Guest: Steve Winterfeld (LinkedIn)
Company: Akamai
Show Name: CISO Insights
Topic: Cybersecurity, Cloud Security
AI-powered bots aren’t just another wave in the long history of automation. According to Akamai’s latest State of the Internet (SOTI) Fraud and Abuse Report 2025: Charting a Course Through AI’s Murky Waters, they’re now actively reshaping fraud, scraping, compliance, and even the business models of digital companies. In this in-depth conversation, Steve Winterfeld, Advisory CISO at Akamai, walks through what’s really happening and what security leaders need to prepare for next.
A year ago, most discussions around bots focused on familiar automation patterns. That era is now over. Winterfeld explains that the surge in AI-powered bots—many driven by large language models (LLMs)—has pushed fraud and scraping into a level of speed and scale that defenders haven’t seen before. Traditional web and API protections are struggling to keep up, and enterprises are discovering that they must now treat AI interactions as a first-class security surface.
He begins by drawing a critical distinction between “fraud” and “abuse.” Fraud involves deception—such as social engineering, identity theft, or account takeover. Abuse is different. It’s about using a system in a way the owner didn’t intend, such as scraping a site hundreds of thousands of times and siphoning off commercial value. In industries like publishing, this distinction now defines survival. Winterfeld notes that more than 60 percent of AI bot triggers Akamai sees hit publishing sites, which rely on page views and memberships for revenue. Zero-click extraction from GenAI tools bypasses that entire model, leaving publishers exposed even when no “attack” technically occurs.
Other sectors aren’t far behind. Commerce is being hammered by automated shopping agents, competitive scraping, and criminals who now use LLMs to streamline fraud operations. Akamai observed more than 25 million bot requests against commerce sites in just two months, underscoring how deeply commerce has already been integrated into AI-driven workflows. Healthcare and financial services see slightly different patterns—most activity is reconnaissance and training bots scraping sensitive data sources. But the stakes are even higher, because healthcare and financial records are some of the most profitable targets for cybercriminals.
Winterfeld points out that the explosion in traffic isn’t just noise. “Traffic has risen by 300% in the last year,” he says. Some portion of that traffic is legitimate. Much of it is not. But all of it incurs real cost—compute, bandwidth, operational overhead, false positives, and trust decisions that must now be made at machine speed.
A large part of the challenge is that GenAI has dramatically lowered the barrier to entry for would-be cybercriminals. In the past, attackers needed tooling or engineering expertise. Now they can write functional scripts with natural language prompts, or they can pay for criminal LLMs such as WormGPT or FraudGPT, which provide turnkey fraud automation.

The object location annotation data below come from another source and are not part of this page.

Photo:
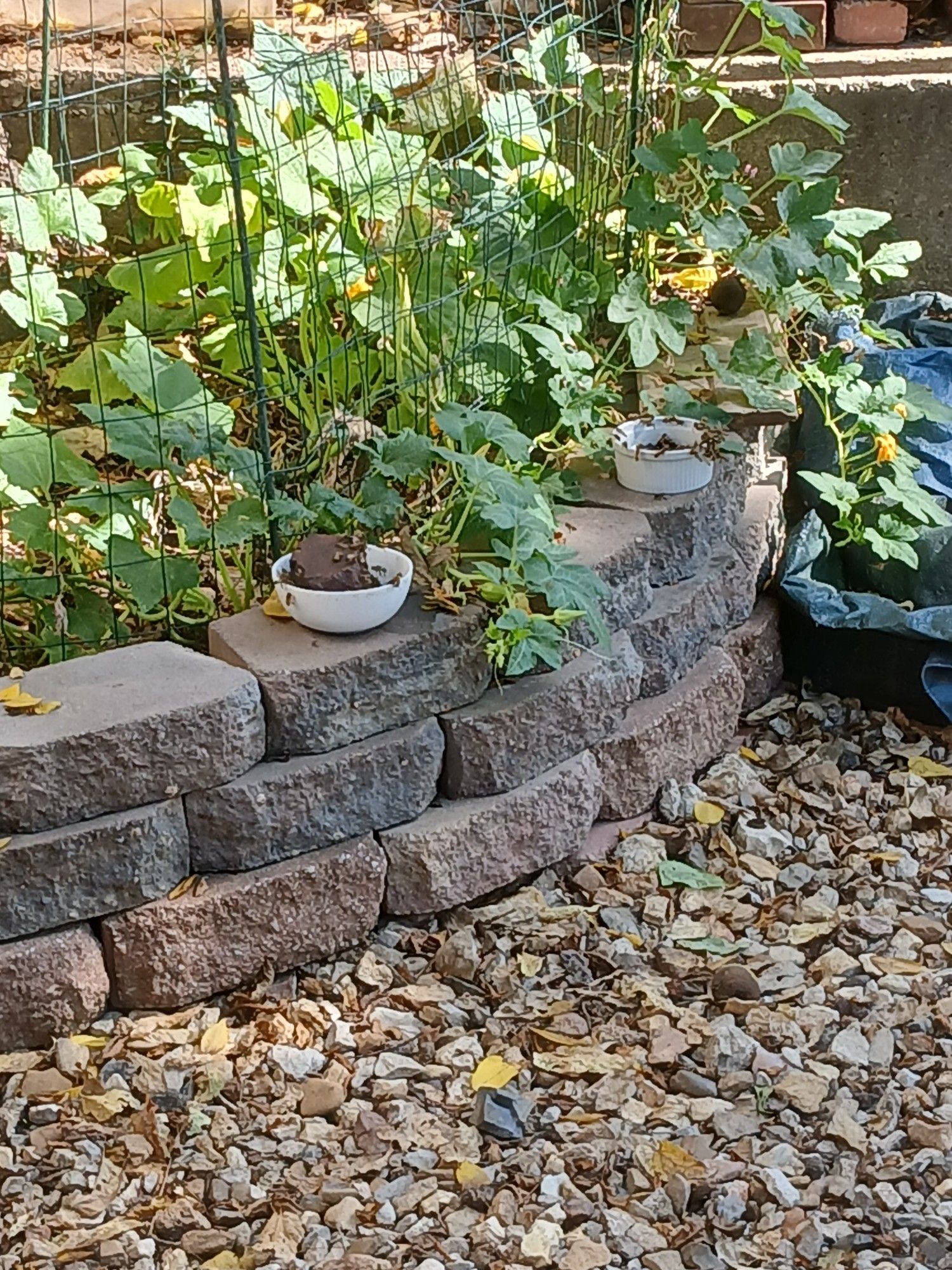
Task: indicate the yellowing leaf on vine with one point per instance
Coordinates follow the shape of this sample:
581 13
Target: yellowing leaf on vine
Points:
362 288
470 1175
100 176
215 1039
927 768
493 1074
709 813
700 277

Gangs that once needed technical specialists can now orchestrate campaigns end-to-end with AI-generated code, deployment steps, and adaptive behavior.
Against this backdrop, every industry faces a question: what is the right strategy for managing AI-driven fraud and abuse? Winterfeld argues that defenders must get better at visibility, not merely blocking. If security teams cannot reliably detect scraping, account takeover attempts, or LLM misuse, they cannot build effective controls. Bot management, API security, AI-specific protections, and DDoS defense must now work as a unified layer—not a collection of separate tools.

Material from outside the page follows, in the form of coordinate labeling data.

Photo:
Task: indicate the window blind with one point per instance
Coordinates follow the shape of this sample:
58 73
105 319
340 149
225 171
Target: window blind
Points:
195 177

Winterfeld highlights frameworks such as the OWASP Top 10 for Web, API, and LLM security as helpful ways to prioritize controls. For fraud-centric threats, he points to access control, strong authentication, and injection prevention as foundational areas. Many organizations still lack the ability to identify business logic abuse or unauthorized scraping, two vectors that now dominate AI-driven attack traffic.

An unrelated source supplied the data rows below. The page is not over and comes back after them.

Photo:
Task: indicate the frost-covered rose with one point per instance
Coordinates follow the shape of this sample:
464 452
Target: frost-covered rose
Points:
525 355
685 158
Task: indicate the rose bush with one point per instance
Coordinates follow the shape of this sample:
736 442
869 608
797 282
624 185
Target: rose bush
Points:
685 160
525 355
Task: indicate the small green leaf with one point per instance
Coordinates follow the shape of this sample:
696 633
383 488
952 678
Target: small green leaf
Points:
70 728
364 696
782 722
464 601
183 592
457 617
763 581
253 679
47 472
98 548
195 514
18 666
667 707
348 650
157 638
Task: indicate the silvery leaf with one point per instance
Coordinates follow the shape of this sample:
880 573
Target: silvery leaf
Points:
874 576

The regulatory side is evolving just as quickly. Europe’s AI Act, NIST’s AI documentation guidance, and emerging state-level AI regulations—such as those in Colorado—are shaping what “safe, transparent, fair, and accountable systems” must look like. Winterfeld emphasizes that organizations in highly regulated industries cannot simply opt out of AI. They must adopt it, govern it, and protect it simultaneously. That requires cross-functional coordination among legal, compliance, security, IT, and vendor management teams.
On the operational side, enterprises must assume that GenAI will accelerate both legal use cases and criminal misuse. That means adopting documentation practices such as data-lineage tracking, validation reports, audit paths, and privacy-preserving techniques like hashing and tokenization. Monitoring must become continuous, and oversight must be formally embedded into existing governance structures.
Looking forward, Winterfeld believes attackers will soon reach a point where AI coordinates entire campaigns—development, deployment, exploitation, and adaptation—without human intervention. That kind of end-to-end automation will change the tempo of cybercrime. Enterprises will need staff who understand GenAI behavior, prompt-driven attack surfaces, and how LLMs can be compromised or manipulated.
For defenders, the mission has two parts: deploy the right controls today and build the right skills for tomorrow. As Winterfeld puts it, blocking alone will not work. Situational awareness and programmatic management must guide how CISOs respond to the next wave of AI-driven threats.